Am 13.10.2013 um 08:44 schrieb Tollef Fog Heen <tfheen@err.no>:

> The System Administration Team (DSA) are considering moving some of the
> static hosting that Debian currently provides from our infrastructure to
> one or more CDNs. We have received feedback indicating that a broader
> discussion is desired.
> [...]
> We appreciate feedback while we continue our investigation of CDNs.
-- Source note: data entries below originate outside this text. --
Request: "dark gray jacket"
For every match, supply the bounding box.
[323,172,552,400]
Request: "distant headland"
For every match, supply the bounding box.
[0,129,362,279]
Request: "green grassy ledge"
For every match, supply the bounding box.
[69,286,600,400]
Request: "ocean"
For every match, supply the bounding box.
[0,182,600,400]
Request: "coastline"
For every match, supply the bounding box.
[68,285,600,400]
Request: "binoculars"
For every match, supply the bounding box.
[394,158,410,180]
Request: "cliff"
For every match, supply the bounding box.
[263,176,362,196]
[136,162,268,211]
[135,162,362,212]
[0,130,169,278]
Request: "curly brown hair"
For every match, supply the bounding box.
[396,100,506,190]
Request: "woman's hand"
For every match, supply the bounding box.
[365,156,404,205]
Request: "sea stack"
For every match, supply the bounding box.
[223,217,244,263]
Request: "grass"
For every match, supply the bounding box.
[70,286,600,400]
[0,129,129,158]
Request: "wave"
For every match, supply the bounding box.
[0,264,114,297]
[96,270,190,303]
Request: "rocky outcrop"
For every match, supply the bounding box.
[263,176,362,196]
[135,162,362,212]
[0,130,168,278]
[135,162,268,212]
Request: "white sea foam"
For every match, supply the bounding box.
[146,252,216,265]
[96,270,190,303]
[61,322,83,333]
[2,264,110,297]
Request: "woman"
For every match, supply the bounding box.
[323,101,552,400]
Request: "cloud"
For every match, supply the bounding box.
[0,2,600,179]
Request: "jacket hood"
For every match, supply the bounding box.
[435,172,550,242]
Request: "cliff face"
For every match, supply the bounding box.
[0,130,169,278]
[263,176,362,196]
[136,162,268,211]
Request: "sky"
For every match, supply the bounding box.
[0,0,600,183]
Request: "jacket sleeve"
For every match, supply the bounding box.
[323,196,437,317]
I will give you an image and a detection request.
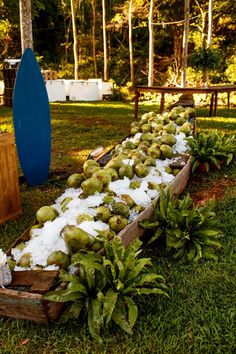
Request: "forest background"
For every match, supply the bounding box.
[0,0,236,86]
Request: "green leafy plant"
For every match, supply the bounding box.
[140,190,222,262]
[186,130,236,173]
[45,237,168,342]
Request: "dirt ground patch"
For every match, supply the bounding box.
[190,177,236,205]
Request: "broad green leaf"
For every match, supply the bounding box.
[103,257,117,281]
[103,288,118,326]
[70,301,84,318]
[194,229,221,237]
[66,278,87,295]
[192,160,201,173]
[166,234,189,248]
[88,299,102,343]
[187,244,196,261]
[60,272,78,282]
[125,296,138,328]
[193,240,202,262]
[112,298,133,335]
[147,229,163,245]
[116,279,124,292]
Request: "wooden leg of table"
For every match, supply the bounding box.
[134,91,140,120]
[160,93,165,113]
[209,93,214,117]
[214,91,218,117]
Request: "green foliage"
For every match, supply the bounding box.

Although I understand that there will be some benefits of using a CDN, I see some issues as well: 

1) Privacy concerns: Debian would deliver much more data to business companies than necessary. Keep in mind that personalized data is one of the most valuable things to data miners. Currently I choose one mirror site to pull my packages from. I can freely choose that mirror on basis of location, bandwidth, personal likes or, let's say, privacy reasons because I know that this specific mirror doesn't log my IPs. 
When using a CDN, at least in that way I understood your proposal, I'm not free to choose anymore. The company running that CDN will obtain all of data like how many machines are behind a subnet or IP, what kind of machines (intel, sparc, powerpc, m68k, ...) and might know if I forget to update a machine (security). 

2) Integrity concerns: although Debian uses signed package lists and hashed packages, using a CDN would raise the chances that there might be attack vectors by manipulating the traffic. Maybe not be the will of the running company, but there are other groups that might have interest and the power to intercept traffic and manipulating it. This is, of course, also true to current mirror sites, but a centralized CDN will be more convenient to such kind of attackers.

3) Surveillance concerns: together with 1) and 2) goes this one... Using a CDN would make it easier to secret services to collect data, because they have a single point where they can get all wanted data from instead of monitoring several providers and connections. 

4) Dependency concerns: as a project Debian should be as independent as possible. Using a CDN provider will create a big dependency to a specific company, although we might be able to shift companies from time to time. Using multiple CDN providers will mitigate that concern a little bit, but only to a certain degree. Having too many CDN providers will be as difficult to handle as now the many FTP mirror donators. So, there's some trade-off anyway. 


So, after all my strongest concerns are 1), 2) and 3), of course. I'm not a big fan of centralized solutions, but more a great friend of de-centralised ones. Having monocultures is always a bad thing and using large CDNs is driving that kind of monoculture. Diversity is enrichment and should be chosen whenever possible.